Local activist groups are fighting to bring an environmental and social vision to Navajo lands that would combine the best of new technology with tribal traditions. Horseherder points to a 2012 proposition to alter the NGS plant so that “at least one third runs on solar” with the “option of ownership to the Navajo Nation.” While the plan was rejected, it would have “changed the course of the Navajo Nation to true self sufficiency.” Still, in April ground was broken for the first utility-scale solar on Navajo land, while smaller solar installations are also moving forward. While Native Americans often work with environmental organizations at the frontlines of resistance to climate change, the relationship is not always easy. “We’ve also had many bad experiences with mainstream, white-led environmental organizations that reflect the classic dynamic between environmental and environmental justice organizing,” says Giron. “We’ve found that ‘enviros’ often act paternalistic.
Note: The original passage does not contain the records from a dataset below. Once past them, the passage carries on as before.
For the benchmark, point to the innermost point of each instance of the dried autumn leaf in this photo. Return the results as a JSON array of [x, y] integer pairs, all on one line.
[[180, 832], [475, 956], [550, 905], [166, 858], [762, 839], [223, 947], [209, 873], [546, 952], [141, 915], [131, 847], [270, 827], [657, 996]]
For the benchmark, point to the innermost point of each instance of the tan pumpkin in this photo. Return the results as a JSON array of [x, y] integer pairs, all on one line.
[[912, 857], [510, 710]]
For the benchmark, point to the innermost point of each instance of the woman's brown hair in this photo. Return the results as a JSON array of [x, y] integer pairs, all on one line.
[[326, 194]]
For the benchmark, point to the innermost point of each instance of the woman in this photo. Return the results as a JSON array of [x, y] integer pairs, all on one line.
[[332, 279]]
They want us to serve as poster children for their campaigns rather than support and empower us to lead and organize for our own solutions.” Indeed, environmental organizations, in line with mainstream American thinking, have historically prioritized the rights of nature over the rights of indigenous people. Gearon explains, “it was environmental organizations that pushed to set up the Black Mesa coal complex in the first place, offering up Navajo communities so the Grand Canyon would no longer be dammed for energy.”

With an increasing indigenous voice, exemplified by the recent actions at Standing Rock, this dynamic seems to be changing. Native Americans are beginning to get some control over their own destiny, although the process is contentious. In difficult circumstances, organizations such as Black Mesa continue to advocate for environmental justice. Explains Gearon, “we work to hold Peabody Coal Company, and tribal and federal governments, accountable to the Navajo people.”


Editor’s Note: We attempted to contact the Bureau of Indian Affairs and other government agencies for their response to questions brought up in this article, but we have not heard back. After significant delays, we have decided to run this piece as is.